Keillor defended himself against the
allegations. In an email to the Star Tribune, he reported that he meant
to pat a woman on her back when she told him she was unhappy. He says
her shirt was open and that his hand went up it about six inches. He
says he apologized after she recoiled. He writes that he thought they
were friends until he got a call from her lawyer.
Keillor
was publicly shamed and humiliated and was fired from his job with NPR,
the Writer’s Almanac, and The Poetry Foundation in disgrace.

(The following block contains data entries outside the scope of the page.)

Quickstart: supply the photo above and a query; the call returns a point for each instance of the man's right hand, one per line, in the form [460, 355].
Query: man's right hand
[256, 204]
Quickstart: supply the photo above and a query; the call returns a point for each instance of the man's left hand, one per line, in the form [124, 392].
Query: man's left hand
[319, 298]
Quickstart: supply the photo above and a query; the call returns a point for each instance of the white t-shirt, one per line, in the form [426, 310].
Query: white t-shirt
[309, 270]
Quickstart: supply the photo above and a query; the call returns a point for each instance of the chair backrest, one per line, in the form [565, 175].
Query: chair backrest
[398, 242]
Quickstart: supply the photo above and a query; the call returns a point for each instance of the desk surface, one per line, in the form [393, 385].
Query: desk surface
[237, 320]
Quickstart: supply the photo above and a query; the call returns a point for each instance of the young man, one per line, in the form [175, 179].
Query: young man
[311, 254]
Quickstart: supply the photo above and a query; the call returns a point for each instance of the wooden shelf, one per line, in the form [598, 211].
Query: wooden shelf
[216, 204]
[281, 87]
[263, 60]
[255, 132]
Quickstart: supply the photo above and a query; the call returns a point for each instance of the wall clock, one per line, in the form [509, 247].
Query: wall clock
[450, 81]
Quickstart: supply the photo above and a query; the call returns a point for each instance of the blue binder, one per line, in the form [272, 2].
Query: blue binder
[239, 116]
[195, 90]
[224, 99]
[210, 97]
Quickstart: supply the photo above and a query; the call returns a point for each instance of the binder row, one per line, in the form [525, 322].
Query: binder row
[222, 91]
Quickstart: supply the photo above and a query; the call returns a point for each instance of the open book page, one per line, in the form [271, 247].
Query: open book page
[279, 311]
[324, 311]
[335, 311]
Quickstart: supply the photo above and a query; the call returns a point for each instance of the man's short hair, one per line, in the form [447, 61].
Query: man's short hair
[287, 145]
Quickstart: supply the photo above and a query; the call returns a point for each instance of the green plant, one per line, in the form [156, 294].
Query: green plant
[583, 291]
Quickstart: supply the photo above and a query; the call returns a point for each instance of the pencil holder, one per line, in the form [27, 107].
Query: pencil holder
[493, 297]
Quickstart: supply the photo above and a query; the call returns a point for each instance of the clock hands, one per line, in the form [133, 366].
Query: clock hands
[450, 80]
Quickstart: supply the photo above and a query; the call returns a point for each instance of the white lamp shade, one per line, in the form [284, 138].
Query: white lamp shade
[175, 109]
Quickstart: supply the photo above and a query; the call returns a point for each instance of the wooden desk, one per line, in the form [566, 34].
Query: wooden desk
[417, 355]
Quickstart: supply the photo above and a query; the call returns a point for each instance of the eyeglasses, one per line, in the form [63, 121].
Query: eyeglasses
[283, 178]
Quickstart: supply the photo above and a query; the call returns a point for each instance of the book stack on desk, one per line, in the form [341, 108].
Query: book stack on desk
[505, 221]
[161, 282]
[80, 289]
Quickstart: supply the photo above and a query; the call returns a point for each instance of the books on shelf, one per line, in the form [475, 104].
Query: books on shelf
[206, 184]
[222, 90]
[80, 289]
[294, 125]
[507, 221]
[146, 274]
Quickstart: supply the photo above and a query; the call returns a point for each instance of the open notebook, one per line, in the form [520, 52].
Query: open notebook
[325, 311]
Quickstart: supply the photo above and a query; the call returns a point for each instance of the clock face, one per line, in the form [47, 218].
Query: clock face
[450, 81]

Many asked, then and now, did the punishment fit the crime?
As
we enter more deeply into the Season of Lent, my question has to do
with forgiveness. When is enough, enough? When is it time to say when?
As
a Christian, forgiveness is a central component of the teaching of
Jesus. He emphasized that forgiveness should be limitless and not
counted. “Seventy times seven,” he answered Peter when asked how many
times he should forgive someone’s transgression.
I
have always taken that to mean that forgiveness is a process that
involves many layers. It often feels like peeling the impossibly thin
layers of onion skin, one layer at a time, with all the attendant tears
and emotions. “Seventy times seven.”
It is not
anyone’s right to impose a timeline of healing on someone who has been
hurt, betrayed, or assaulted. Some may need seventy; others only the
seven. I’m wondering if the same timeline ought to be imposed on the
public.
I will say this, there is something in my
heart that was very happy to see the release of previous editions of The
Writer’s Almanac in my inbox. I am delighted to find him writing again
in a column here on Substack (Garrison Keillor and Friends). I am excited to learn that there is a digital (and CD) copy of the 50th Anniversary tour of A Prarie Home Companion, which features Garrison Keillor and some of the old favorites of that show.
I
continue to hold in my prayers the woman who was inappropriately
touched. I support her in her healing and recovery. I’m sure she felt
even more deeply hurt and betrayed for many of the same reasons I did
when I first learned of the incident. I don’t know if she’s found
forgiveness. That’s not for me to know or determine. I don’t know if
there’s been a reconciliation. That is a private, personal matter.
I only know that for me, forgiveness is now. “When” is now. For me, it is enough.
For
this member of the public who felt betrayed by a public figure, the
pastoral math assignment has been completed. Seventy times seven.